High debt burdens, living expenses, and requirements for internship/practicum/field placement hours are reported by students, educators, and employers as significant barriers to college affordability, persistence, and completion, especially for adult learners, low-income students, and caregivers. The RTBH CAY Fellowship strengthens California's behavioral health workforce by providing financial, career, professional, and academic support to selected applicants entering Cal Poly Humboldt’s MSW On-campus Advanced Year who have a strong interest in providing behavioral health services in underserved rural and Tribal communities.
There is a shortage of behavioral health professionals who are trained to provide integrated behavioral health care in high-need/high-demand areas of California, particularly with children, adolescents, and young adults. Locally, regionally, statewide, and nationally, the behavioral health workforce is not reflective of the population of people who receive services, including people from underserved communities and people with lived experience as consumers of behavioral health services and/or family members of consumers. MSW students entering the advanced year of the campus program who are committed to providing integrated behavioral health care in high-need/high-demand areas of the state and are interested in working with children, adolescents, and young adults are encouraged to apply.
RTBH CAY Fellows will:
- Receive $50,000 in stipend funding during the 2026-27 academic year,
- Join a monthly online behavioral health seminar on the first Wednesday of each month from 4:00pm-5:30pm,
- Complete an eligible internship, which is generally a setting that provides integrated, team-based behavioral health care in an underserved community,
- Commit to one year of post-graduate employment providing direct clinical services (on the path toward licensure) in organizational settings that receive public funding and are located in high-need/high-demand communities,
- Complete details can be found in the program application.

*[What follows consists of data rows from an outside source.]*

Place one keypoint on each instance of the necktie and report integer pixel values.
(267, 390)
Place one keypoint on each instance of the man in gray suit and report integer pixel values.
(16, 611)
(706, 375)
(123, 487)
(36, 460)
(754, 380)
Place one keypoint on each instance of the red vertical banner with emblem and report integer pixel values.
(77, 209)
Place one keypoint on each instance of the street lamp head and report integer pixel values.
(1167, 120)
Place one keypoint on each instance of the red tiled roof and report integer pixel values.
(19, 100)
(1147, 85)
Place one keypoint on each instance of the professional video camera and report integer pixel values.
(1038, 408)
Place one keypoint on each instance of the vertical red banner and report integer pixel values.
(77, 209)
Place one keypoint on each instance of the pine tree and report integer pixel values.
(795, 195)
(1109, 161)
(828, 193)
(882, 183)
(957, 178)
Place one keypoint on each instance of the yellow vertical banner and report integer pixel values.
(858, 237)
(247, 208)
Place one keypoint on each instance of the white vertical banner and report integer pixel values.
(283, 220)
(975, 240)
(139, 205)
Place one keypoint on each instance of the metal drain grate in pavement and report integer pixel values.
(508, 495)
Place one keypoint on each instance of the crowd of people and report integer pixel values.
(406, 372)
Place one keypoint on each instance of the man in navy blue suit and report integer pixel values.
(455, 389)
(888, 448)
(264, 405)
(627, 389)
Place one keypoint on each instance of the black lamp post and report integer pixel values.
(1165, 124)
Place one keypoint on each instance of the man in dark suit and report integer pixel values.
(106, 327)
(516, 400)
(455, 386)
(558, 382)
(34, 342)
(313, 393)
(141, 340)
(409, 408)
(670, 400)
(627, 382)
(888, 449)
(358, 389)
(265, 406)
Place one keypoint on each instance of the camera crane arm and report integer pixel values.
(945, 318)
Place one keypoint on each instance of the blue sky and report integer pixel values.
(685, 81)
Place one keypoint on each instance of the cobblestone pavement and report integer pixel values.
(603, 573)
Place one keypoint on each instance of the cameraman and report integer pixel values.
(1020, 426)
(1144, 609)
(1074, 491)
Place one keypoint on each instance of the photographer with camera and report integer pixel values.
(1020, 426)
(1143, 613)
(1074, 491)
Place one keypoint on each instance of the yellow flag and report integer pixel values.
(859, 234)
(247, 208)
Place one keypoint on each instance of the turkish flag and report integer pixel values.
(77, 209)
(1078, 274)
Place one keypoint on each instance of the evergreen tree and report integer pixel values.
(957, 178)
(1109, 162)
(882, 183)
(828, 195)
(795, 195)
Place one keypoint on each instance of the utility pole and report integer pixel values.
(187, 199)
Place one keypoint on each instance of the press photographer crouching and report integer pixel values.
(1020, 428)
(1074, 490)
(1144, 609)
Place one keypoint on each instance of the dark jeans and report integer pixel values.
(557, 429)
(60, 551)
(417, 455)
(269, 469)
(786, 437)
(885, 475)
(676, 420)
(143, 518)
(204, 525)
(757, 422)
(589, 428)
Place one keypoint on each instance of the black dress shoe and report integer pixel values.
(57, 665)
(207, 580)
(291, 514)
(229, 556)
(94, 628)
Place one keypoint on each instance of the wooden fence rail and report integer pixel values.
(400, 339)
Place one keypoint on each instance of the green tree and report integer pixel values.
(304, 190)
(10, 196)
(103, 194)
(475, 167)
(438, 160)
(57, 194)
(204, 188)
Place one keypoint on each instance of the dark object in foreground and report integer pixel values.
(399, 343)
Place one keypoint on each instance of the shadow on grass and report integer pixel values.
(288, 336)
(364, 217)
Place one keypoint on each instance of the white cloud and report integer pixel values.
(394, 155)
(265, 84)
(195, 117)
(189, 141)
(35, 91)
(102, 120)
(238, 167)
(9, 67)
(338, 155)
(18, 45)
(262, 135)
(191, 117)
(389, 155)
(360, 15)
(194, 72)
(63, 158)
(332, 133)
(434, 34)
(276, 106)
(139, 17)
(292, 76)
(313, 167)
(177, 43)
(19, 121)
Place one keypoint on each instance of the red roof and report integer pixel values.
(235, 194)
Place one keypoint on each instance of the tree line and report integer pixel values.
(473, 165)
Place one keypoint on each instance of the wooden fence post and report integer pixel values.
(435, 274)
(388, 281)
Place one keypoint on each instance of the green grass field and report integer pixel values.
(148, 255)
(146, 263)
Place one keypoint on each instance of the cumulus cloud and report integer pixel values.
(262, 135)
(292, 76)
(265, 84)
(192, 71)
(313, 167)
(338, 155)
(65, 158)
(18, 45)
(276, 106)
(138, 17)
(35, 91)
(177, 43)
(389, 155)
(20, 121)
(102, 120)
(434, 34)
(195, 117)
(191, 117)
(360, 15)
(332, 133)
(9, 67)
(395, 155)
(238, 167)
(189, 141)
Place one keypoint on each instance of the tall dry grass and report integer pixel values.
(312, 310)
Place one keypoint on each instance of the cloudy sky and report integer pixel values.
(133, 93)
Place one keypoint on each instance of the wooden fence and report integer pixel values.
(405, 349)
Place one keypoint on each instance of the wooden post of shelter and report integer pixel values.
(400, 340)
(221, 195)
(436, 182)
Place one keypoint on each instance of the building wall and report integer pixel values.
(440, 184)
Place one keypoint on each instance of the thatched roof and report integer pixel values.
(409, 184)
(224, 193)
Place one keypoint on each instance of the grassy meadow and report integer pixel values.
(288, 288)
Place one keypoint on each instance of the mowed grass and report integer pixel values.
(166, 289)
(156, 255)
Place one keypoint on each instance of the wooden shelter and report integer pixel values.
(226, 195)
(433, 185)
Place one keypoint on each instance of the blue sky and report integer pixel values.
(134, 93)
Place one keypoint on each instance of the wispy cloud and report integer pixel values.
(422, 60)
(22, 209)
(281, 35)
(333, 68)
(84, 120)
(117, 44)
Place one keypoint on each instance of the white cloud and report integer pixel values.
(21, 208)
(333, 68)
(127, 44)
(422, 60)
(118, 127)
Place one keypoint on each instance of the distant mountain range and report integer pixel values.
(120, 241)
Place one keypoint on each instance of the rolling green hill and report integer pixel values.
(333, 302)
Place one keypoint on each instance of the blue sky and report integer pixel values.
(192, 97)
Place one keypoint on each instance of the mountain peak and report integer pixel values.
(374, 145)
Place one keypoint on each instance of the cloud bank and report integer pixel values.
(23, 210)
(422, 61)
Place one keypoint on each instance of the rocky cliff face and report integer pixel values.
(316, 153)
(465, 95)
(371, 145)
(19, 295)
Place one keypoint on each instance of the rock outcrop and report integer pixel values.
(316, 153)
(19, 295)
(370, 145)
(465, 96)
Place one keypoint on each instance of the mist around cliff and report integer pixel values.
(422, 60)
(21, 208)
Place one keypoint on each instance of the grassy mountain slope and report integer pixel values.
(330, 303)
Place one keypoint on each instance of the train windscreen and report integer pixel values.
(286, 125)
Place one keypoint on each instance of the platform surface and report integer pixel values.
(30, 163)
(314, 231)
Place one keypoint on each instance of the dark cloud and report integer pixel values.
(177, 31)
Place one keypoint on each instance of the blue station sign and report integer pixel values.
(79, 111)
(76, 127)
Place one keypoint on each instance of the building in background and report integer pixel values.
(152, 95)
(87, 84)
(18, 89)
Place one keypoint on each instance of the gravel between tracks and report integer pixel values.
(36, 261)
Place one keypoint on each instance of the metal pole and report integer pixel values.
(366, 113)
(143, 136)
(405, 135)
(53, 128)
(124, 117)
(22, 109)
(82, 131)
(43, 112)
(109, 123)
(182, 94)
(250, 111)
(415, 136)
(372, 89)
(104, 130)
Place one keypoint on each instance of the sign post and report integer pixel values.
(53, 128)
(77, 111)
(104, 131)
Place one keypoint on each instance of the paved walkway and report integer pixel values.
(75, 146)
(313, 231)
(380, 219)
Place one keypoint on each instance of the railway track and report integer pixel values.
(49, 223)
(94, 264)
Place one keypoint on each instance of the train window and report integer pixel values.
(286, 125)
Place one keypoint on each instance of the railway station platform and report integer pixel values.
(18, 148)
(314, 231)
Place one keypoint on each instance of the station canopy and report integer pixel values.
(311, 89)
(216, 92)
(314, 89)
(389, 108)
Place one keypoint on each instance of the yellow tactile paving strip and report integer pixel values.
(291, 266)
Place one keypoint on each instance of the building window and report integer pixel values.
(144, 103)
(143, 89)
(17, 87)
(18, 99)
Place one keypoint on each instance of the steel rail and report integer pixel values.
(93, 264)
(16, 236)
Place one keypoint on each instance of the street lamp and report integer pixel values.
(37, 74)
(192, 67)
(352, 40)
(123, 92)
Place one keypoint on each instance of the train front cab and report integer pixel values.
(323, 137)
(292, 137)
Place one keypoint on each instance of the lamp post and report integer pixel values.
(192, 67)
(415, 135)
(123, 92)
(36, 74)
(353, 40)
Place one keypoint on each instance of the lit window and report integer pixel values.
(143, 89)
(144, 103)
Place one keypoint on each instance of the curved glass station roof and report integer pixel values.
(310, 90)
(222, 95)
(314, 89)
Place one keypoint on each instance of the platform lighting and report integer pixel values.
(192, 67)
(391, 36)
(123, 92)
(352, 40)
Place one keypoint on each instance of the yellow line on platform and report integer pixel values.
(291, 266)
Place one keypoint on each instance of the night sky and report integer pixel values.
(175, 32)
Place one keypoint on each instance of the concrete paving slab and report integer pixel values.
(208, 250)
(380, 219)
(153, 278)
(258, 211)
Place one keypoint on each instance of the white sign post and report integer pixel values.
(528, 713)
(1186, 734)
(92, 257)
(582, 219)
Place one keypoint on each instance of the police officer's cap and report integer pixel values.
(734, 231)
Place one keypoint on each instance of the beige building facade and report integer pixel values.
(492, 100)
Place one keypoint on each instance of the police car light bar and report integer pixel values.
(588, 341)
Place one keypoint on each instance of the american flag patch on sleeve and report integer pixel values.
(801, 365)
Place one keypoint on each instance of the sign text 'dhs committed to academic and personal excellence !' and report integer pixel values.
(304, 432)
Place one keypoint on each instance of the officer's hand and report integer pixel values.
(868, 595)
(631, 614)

Applications for a Rural and Tribal Behavioral Health MSW Campus Advanced Year Fellowship (RTBH CAY) for the Class of 2027 will be accepted through March 27, 2026 and can be found here. The application includes a personal statement essay (about 1 single-spaced page) in response to the prompt: “Please describe your interest in behavioral health work that serves rural and Tribal communities after you earn your MSW.”
For more information contact:
Ronnie Swartz, Ph.D., LCSW
Behavioral Health Workforce Development Coordinator
Director, Oliner Altruism Institute
swartz@humboldt.edu 707.826.4562
Partial funding for this program is provided by the federal government. The Administrator for the funding organization, the Health Resources and Services Administration, has stated that HRSA is “firmly committed to protecting and improving the health and well-being of Americans, particularly those who are underserved, medically vulnerable, or live in areas where access to care is limited” and that “HRSA is emphasizing targeted investments that strengthen the nation’s core healthcare infrastructure, address pressing health challenges, and deliver real results for communities across the country."
As a federally funded program, there is some level of uncertainty about program requirements and consistency. While Cal Poly Humboldt's Department of Social Work has many years of experience working with federal, state, and other funding sources, the university cannot guarantee program stability.